Vinitaly, la Liguria in vetrina con le sue eccellenze

L'assessore Piana: "Viticoltura eroica, patrimonio da valorizzare"

La Liguria sarà protagonista dal 12 al 15 aprile alla nuova edizione di Vinitaly con uno spazio espositivo che racconta l’identità e la qualità della produzione vitivinicola regionale.

All’interno del padiglione dedicato, lo stand ligure – oltre 220 metri quadrati – si presenta come una vera e propria vetrina del territorio, con la partecipazione di 10 cantine, il coinvolgimento del Parco Nazionale delle Cinque Terre e una rotazione di produttori durante la manifestazione. A disposizione degli operatori e del pubblico anche uno spazio degustazione con circa 80 etichette e un calendario di incontri e masterclass.

La presenza ligure a Vinitaly rappresenta un momento strategico per la promozione del comparto, che conta circa 1.500 ettari vitati e una produzione tra i 40 e i 50 mila ettolitri annui, articolata in 8 DOC e 4 IGT.

“È con grande piacere che inauguriamo lo stand della Liguria a Vinitaly, uno degli appuntamenti più prestigiosi a livello internazionale per il mondo del vino – afferma l’assessore all’Agricoltura della Regione Liguria Alessandro Piana –. Oggi celebriamo una viticoltura fatta di radici profonde, fatica e passione: una viticoltura eroica, che si sviluppa su terrazzamenti unici al mondo, sostenuti da muretti a secco che rappresentano al tempo stesso presidio ambientale e simbolo identitario”.

“Parliamo di una produzione di nicchia, ma di altissimo valore – prosegue Piana – capace di raccontare il mare, la roccia e il lavoro quotidiano dei nostri viticoltori. Dal Ponente al Levante, vitigni come Vermentino, Pigato, Rossese e Albarola sono ambasciatori autentici della Liguria nel mondo”.
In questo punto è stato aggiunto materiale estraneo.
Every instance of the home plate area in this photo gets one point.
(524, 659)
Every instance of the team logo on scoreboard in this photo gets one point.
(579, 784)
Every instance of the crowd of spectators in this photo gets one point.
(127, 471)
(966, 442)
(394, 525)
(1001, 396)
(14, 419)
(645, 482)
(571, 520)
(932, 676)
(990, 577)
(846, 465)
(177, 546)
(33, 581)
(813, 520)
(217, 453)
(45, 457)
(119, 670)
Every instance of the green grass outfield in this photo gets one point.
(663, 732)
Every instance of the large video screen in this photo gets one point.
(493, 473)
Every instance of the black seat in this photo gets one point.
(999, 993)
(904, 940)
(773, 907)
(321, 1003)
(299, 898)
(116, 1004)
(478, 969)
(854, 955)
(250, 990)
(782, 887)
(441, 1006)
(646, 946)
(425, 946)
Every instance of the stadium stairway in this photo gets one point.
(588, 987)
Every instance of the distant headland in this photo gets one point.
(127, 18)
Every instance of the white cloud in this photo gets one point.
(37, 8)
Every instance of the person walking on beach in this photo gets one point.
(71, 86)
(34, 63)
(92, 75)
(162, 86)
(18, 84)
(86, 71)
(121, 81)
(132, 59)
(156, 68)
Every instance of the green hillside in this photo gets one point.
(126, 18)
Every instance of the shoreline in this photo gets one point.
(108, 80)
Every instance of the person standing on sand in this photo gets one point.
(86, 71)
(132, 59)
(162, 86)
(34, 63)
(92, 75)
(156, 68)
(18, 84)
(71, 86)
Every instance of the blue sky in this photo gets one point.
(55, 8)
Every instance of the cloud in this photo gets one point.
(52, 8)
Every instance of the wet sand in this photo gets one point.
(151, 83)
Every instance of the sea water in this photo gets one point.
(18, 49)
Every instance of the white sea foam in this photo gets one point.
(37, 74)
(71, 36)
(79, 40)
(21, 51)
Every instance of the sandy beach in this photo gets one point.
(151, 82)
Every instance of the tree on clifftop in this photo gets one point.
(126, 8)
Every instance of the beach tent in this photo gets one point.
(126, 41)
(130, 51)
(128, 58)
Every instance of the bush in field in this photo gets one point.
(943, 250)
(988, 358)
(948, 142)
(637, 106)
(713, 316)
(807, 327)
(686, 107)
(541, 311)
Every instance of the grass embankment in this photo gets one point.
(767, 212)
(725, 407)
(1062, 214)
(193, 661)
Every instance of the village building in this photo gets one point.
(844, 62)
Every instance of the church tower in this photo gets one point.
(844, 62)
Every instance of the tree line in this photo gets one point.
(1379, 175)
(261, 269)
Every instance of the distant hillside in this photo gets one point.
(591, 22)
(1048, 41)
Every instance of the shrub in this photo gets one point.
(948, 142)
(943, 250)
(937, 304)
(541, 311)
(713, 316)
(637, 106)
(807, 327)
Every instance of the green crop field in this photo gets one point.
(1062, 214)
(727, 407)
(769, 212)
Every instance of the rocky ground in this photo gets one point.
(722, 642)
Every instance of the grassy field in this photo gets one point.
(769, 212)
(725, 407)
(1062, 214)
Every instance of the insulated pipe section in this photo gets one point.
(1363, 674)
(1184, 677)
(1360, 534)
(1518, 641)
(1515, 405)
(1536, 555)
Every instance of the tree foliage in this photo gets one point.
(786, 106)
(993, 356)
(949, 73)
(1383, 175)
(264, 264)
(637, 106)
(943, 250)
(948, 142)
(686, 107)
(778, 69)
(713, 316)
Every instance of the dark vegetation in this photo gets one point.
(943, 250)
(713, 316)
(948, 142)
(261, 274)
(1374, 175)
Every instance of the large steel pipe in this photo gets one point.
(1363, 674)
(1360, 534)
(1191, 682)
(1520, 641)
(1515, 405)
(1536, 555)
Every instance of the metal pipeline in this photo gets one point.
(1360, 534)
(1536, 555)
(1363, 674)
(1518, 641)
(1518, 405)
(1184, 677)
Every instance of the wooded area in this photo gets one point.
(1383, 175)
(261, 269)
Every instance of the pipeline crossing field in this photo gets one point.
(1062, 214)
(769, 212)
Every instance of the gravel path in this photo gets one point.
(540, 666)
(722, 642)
L’assessore sottolinea anche l’impegno concreto della Regione a sostegno del settore: “Accanto alla promozione, portiamo avanti politiche di investimento e sviluppo: dalla modernizzazione delle aziende alla tutela del territorio, fino agli interventi sui muretti a secco, che hanno superato i 38 milioni di euro. Puntiamo su sostenibilità, qualità e ricambio generazionale, con sempre più giovani che scelgono di investire in questo comparto”.

La partecipazione a Vinitaly si inserisce in una strategia più ampia di valorizzazione del territorio tra enogastronomia e turismo, con l’obiettivo di rafforzare il posizionamento della Liguria sui mercati nazionali e internazionali.

“Il vino ligure è un ambasciatore straordinario del nostro territorio – conclude Piana – e Vinitaly rappresenta il palcoscenico ideale per raccontarlo con orgoglio, passione e visione”.